Shonda Rhimes has inspired viewers for years, not only with her epic TV storytelling, but also with the diversity of the characters she creates. Now the TV mogul revealed that she had her own TV inspiration growing up — and it came from watching Oprah Winfrey on her daily talk show.
Rhimes said she did not realize how important diversity on her shows was until she was writing her speech for her induction into the Television Academy Hall of Fame in 2017.
“I was trying to figure out my speech, and I realized it was about how you cannot be what you cannot see,” she told Elle magazine. “I talked about having grown up watching Oprah every single day of my life.
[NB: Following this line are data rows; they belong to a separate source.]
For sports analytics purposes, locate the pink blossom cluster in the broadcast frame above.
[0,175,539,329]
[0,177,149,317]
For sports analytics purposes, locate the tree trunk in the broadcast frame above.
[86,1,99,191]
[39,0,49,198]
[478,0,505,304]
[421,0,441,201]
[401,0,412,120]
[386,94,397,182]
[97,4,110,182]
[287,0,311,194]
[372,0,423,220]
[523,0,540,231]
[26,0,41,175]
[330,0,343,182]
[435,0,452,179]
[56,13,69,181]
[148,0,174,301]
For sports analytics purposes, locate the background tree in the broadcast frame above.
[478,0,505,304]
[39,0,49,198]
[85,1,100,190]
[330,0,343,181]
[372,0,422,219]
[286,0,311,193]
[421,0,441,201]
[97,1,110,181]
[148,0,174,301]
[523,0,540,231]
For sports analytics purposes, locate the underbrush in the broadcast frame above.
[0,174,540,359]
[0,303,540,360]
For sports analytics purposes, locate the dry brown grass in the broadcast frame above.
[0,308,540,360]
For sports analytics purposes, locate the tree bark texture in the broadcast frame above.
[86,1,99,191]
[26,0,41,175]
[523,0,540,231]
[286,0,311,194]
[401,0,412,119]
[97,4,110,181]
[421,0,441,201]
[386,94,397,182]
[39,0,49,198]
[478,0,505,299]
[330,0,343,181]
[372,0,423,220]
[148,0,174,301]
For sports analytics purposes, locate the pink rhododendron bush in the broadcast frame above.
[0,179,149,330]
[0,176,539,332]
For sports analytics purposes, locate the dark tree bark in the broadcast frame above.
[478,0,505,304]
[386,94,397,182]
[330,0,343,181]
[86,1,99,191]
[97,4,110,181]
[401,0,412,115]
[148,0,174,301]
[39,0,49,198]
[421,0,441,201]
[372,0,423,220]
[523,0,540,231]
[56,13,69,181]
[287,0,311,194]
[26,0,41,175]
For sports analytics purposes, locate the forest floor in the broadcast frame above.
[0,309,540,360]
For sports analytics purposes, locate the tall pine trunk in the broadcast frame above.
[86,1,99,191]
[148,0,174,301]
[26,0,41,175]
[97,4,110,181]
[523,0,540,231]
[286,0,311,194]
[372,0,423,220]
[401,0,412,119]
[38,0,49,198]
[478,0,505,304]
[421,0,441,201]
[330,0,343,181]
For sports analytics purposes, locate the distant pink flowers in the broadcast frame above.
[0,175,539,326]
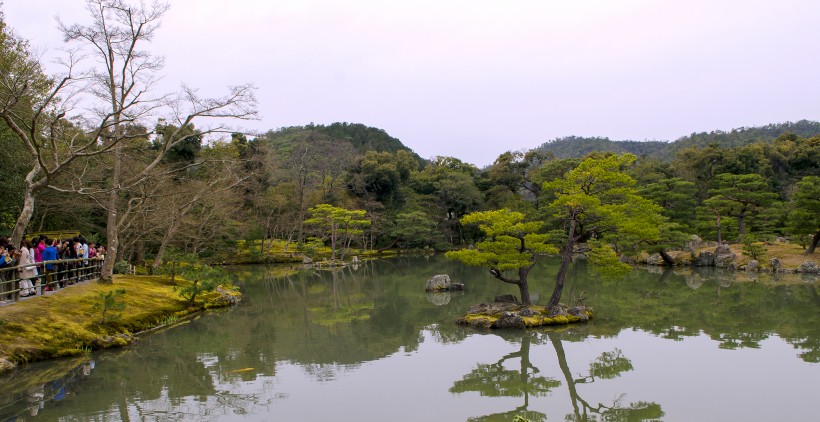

How this was a woman of color, who did not look a certain way, who was [based in] Chicago, and who took over the world through television, basically.”
The Oprah Winfrey Show ran for 25 seasons from 1986 to 2011 and remains one of the highest-rated talk shows in American television history. It is seeing Winfrey win in this way that showed Rhimes that she, too, could be a changemaker.
“When I started writing TV shows, I wanted to represent everybody, because it should look like the real world,” she said. “It should feel normal when you turn on the television and see people who look like you.”
Rhimes hasn’t done too shabby herself. She boosted ABC’s viewership with her hit shows, including Scandal, How To Get Away With Murder and Grey’s Anatomy. The network even coined “TGIT” to celebrate the Thursday night block of Rhimes’ successful shows.
Now Rhimes will continue to change the TV landscape with her $300 million deal at Netflix.